Franklin supo que iba a disfrutar de su estancia en West Wycombe en cuanto llegó a la finca de sir Dashwood. El lacayo iba vestido con una especie de túnica árabe suelta, y el mayordomo parecía un sultán. En su soleado aposento había una bandeja con toda clase de brebajes: ginebra, oporto y decantadores de vino tinto y blanco. También había una selección de frutas y quesos. Antes de marcharse, el mayordomo le comunicó que el protocolo de la noche exigía vestir las ropas del armario.
Una vez a solas, Franklin abrió de par en par las puertas del armario y rio al ver lo que contenía: un tosco hábito marrón de monje, un fajín de cáñamo y un par de sandalias de cuero. Oyó unas ruedas de carruaje sobre la gravilla. Por la ventana vio llegar a otro visitante y, a lo lejos, otros dos carruajes que se acercaban a la entrada.
Esa noche, la vergüenza que a Franklin pudiera producirle su vestimenta se disipó al ver que los cuarenta caballeros reunidos en el gran salón de Dashwood iban ataviados de forma similar. Un criado no tardó en ponerle una copa de champán en la mano, y hombres a los que había conocido en los pasillos de Whitehall lo saludaron calurosamente. Al poco le presentaron también a algunos «frailes» a los que no conocía, como a John Montagu, cuarto conde de Sandwich, un hombre altivo y despótico, el único que trató a Franklin con condescendencia.
—Filadelfia, dice —señaló aquel hombre alto con voz nasal—. Imagino que para conseguir que regrese usted a un sitio así tendrán que llevárselo a rastras, chillando y pataleando.
—En absoluto —replicó Franklin—. Creo que a su señoría le parecería de lo más satisfactorio en todos los aspectos, aunque le iba a ser difícil encontrar una congregación de monjes bebiendo champán en Market Street. Quizá podría visitar a su excelencia en el Parlamento para informarle de las actividades recientes de nuestra querida colonia.

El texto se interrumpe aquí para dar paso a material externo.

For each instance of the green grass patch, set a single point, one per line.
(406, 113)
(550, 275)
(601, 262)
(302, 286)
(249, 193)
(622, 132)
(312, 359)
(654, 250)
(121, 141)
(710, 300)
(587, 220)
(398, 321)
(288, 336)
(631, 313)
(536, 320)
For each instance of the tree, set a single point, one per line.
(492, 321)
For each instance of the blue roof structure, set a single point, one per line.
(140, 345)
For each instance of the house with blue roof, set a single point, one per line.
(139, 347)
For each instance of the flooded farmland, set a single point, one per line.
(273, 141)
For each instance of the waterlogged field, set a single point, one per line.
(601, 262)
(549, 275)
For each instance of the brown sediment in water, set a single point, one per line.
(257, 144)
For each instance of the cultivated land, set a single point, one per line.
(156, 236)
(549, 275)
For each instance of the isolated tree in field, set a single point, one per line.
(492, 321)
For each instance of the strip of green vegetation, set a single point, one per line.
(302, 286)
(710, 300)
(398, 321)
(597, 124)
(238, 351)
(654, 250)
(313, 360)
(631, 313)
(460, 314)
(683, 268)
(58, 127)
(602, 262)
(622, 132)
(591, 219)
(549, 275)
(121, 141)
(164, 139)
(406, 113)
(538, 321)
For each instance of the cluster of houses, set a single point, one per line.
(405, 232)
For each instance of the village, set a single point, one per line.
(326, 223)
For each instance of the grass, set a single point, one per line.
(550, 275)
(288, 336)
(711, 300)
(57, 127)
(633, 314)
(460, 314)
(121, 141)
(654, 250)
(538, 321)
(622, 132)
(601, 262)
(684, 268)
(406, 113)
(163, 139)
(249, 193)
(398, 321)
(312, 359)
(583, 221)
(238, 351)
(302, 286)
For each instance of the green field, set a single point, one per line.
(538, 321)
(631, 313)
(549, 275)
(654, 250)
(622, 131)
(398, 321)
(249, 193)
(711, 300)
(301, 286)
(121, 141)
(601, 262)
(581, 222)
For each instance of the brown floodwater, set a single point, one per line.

Franklin recibió por respuesta un desdeñoso: «Quizá».
Entonces, después de que sonara un gong oculto, Dashwood salió de detrás de una cortina. Iba vestido con la túnica de un obispo y llevaba una mitra roja en lo alto de su enorme cabeza.
—¡Bienvenidos, hermanos! ¡Bienvenidos! Ha pasado mucho tiempo desde nuestro último encuentro, ¿no es así? Como de costumbre, doy la bienvenida de manera especial a nuestros doce monjes superiores, que ya se han reunido esta tarde para debatir los asuntos de la Orden.
Al mirar alrededor, Franklin observó que una docena de hombres llevaban un fajín rojo en lugar del de cáñamo. Uno de ellos era Sandwich.
Dashwood prosiguió:
—Esta noche hemos decidido proponer a un nuevo monje inferior para nuestra distinguida Orden. Les presento al hermano Benjamin Franklin, nuestro estimado invitado de Filadelfia.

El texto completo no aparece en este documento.